Protection of the workforce is a major focus of the Biden Administration. Rather than attempting to pass new legislation or amend existing statutes, the path of least resistance in the short term appears to be the use of executive orders to implement or, as here, rescind Trump Administration Executive Orders and put into effect many of the same policies as the Obama Administration. The starting point for the Biden Administration is to take the steps to implement rules with respect to the federal workforce and the workforce performing federal government contracts.
One of President Biden’s first actions in office was to direct federal government agencies to start the work to permit implementation of certain changes within the first 100 days of the administration through further executive action. These initiatives most likely will include an increased federal contractor minimum wage, requirements to offer employment to employees of an incumbent contractor, perhaps requiring contractors to disclose labor violations when seeking federal contracts, and increased Service Contract Act (“SCA”) enforcement.
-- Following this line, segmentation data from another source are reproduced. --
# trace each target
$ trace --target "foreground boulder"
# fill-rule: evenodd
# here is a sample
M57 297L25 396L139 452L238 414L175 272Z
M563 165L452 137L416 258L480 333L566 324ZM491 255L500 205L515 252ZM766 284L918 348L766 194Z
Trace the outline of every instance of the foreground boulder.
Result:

- President Biden’s Executive Order 14003 on Protecting the Federal Workforce issued on January 22, among other requirements, directed the Office of Management and Budget to make recommendations regarding establishing a $15 minimum wage for federal employees and federal contractors and subcontractors (the current federal contractor minimum wage is $10.95) and to provide employees with emergency paid leave.
- President Biden’s Executive Order 13985 on Advancing Racial Equity and Support for Underserved Communities Through the Federal Government issued on January 20 revoked President Trump’s controversial Executive Order prohibiting certain types of workplace diversity trainings for federal government contractors.
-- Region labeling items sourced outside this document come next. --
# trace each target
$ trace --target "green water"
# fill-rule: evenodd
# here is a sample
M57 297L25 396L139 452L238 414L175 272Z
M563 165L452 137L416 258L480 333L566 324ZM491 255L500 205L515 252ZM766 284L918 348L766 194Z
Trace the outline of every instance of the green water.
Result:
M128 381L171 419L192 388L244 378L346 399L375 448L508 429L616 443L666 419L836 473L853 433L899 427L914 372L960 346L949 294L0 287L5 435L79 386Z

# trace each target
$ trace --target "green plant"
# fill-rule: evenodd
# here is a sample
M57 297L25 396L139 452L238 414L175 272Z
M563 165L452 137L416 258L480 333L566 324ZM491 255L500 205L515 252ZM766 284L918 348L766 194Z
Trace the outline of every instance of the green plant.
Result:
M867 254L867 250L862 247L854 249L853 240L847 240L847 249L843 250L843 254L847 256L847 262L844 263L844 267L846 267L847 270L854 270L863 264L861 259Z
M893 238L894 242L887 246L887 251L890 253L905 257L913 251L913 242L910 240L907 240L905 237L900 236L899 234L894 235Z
In addition, Federal contractors also should expect to see reimplementation of President Obama’s Executive Order 13495, Nondisplacement of Qualified Workers Under Service Contracts, which in certain circumstances required successor contractors to offer, on a first refusal basis, employment to SCA-covered workers of outgoing predecessor contractors.
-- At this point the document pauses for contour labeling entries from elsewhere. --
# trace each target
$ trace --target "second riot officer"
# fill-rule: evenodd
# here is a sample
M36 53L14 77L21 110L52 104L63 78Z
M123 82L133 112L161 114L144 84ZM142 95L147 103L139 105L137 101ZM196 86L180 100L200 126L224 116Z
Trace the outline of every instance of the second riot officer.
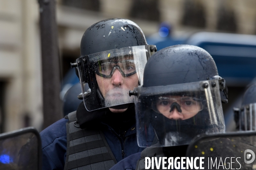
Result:
M41 133L43 169L108 170L143 150L128 92L143 84L145 65L156 51L128 20L104 20L85 31L81 57L72 64L84 102ZM90 90L86 91L87 85Z
M155 135L157 143L111 170L145 169L146 157L185 157L197 135L225 131L225 81L205 50L189 45L161 49L148 60L143 79L143 86L130 93L135 96L138 144L150 146Z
Similarly, no one should be surprised if the Biden Administration reimplements some form of the controversial Obama Administration’s Fair Pay and Safe Workplaces Executive Order 13673 —so-called “blacklisting” by its critics. Among other requirements, that Executive Order required federal contractors pursuing contracts in excess of $500,000 to disclose violations of certain labor laws. In 2016, the U.S. District Court for the Eastern District of Texas enjoined much of the implementation in Associated Builders and Contractors of Southeast Texas v. Rung. Federal contractors should expect to see a tweaked version of this policy from the new Administration.
Finally, federal contractors may see increased enforcement with respect to SCA compliance. Because statutory and regulatory changes would be difficult, it is likely that the prioritization of SCA compliance will also be implemented through an executive order. As discussed above, one likely change is an increased federal contractor minimum wage to $15 per hour. SCA enforcement by the Department of Labor, Office of Wage and Hour Division (“WHD”), is often talked about but rarely seen. Rather, enforcement appears to be more the result of whistleblowers contacting WHD. Making matters worse, alleged SCA violations can be amorphous involving technical issues like labor category mapping, worker misclassification (employee vs. independent contractor), and the timing and applicability of Wage Determinations. Defense of such investigations is time-consuming, record intensive, and expensive—regardless of whether there is an actual SCA violation. With respect to wage and benefit increases under SCA-covered contracts, perhaps the only silver lining is that, under certain types of contracts (fixed-price, labor-hour, or time-and-materials), contractors are entitled to price adjustments for an increase in the federal contractor minimum wage and wage and fringe-benefits increases in applicable wage determinations. See Federal Acquisition Regulations 52.222-43 and -44.
Federal contractors will likely see more activity than normal this Spring in terms of changes to the rules applicable to their workforce. There will be confusion and changing circumstances in terms of applicability and timing of workforce rules and policies. Federal contractors would be wise to dust off some of their old policies and procedures and get ready for these changes to their workforce rules.